De verontwaardiging is begrijpelijk, want elk neerwaarts oordeel leidt tot een rentestijging op de obligaties van deze landen. Dat brengt de landen verder in de problemen zodat de volgende aanpassing al weer voor de deur staat. De markt loopt achter de ratingbureaus aan, en de ratingbureaus achter de markt. Dit is niet meer een gevalletje kip óf ei maar kip én ei!
Gênant is de vertoning van de Europese noodfondsen in relatie tot de kredietbureaus. De EU is al een jaar aan het steggelen hoe de tijdelijke en permanente noodfondsen op te zetten. Niet omdat wordt gezocht naar de meest efficiënte financieringsmethode, maar uitsluitend om aan de felbegeerde AAA-status van de kredietbeoordelaars te komen. Daarvoor moeten miljarden extra in de fondsen worden gestort om de kredietvorsers gunstig te stemmen. Het is ongelooflijk dat Europa zijn kredietwaardigheid bevecht op basis van het oordeel van de bewuste bureaus en niet door een sterk zelfverzekerd beleid te voeren.
Rating van België
Een nieuw dieptepunt heeft wat mij betreft België bereikt.
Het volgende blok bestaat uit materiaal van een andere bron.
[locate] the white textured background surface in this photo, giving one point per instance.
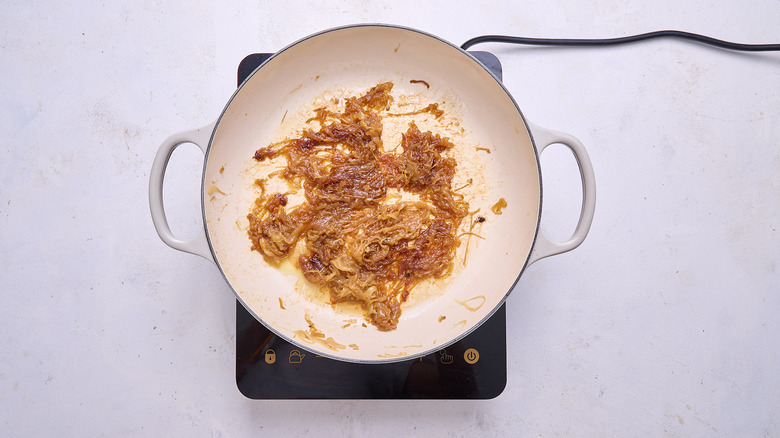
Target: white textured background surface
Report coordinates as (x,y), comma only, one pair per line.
(664,323)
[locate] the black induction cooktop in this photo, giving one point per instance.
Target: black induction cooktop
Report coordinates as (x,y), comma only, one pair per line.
(268,367)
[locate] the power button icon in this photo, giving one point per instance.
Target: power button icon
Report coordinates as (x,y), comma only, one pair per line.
(471,356)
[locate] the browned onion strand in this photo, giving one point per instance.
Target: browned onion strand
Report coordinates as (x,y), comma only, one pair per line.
(357,245)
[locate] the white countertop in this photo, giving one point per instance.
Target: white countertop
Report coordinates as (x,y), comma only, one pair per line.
(663,323)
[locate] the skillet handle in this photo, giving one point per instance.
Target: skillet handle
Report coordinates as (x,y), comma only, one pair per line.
(200,137)
(544,247)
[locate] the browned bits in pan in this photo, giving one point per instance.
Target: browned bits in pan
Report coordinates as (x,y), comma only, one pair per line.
(357,245)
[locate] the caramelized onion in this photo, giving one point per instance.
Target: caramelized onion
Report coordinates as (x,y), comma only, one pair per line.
(357,244)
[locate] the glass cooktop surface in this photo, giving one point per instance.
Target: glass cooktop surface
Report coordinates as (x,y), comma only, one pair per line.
(268,367)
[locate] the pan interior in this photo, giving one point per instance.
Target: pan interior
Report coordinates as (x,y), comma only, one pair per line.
(355,59)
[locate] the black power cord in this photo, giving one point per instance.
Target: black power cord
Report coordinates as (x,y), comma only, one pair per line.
(622,40)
Onze zuiderburen hebben al bijna een jaar geen regering. Tot overmaat van ramp hebben zij nu ook geen rating agency meer. Vorig jaar mocht S&P een (betaald) oordeel over de Belgische schuld vellen. Dit kwam uit op een zeer comfortabele AA+. Het contract met S&P is echter verlopen en nu vechten, via een openbare aanbesteding (!), de drie beoordelaars wie het komende jaar de Belgische schuldpositie mag waarderen.
Zou het echt alleen gaan om de vraag welke bureau het goedkoopst zijn diensten kan aanbieden? Waarschijnlijk wel, maar op zijn minst is de schijn van dubbele belangen door deze manier van aanbesteden gewekt. In december vorig jaar dreigde S&P nog de hoge rating van België te verlagen. Welke rol speelt dat dreigement in de komende aanbesteding? Het kan heel verleidelijk zijn het bureau de opdracht te geven die laat doorschemeren met de hoogste rating te zullen komen.
België heeft wat mij betreft geen probleem met zijn kredietwaardigheid, maar des te meer met zijn geloofwaardigheid.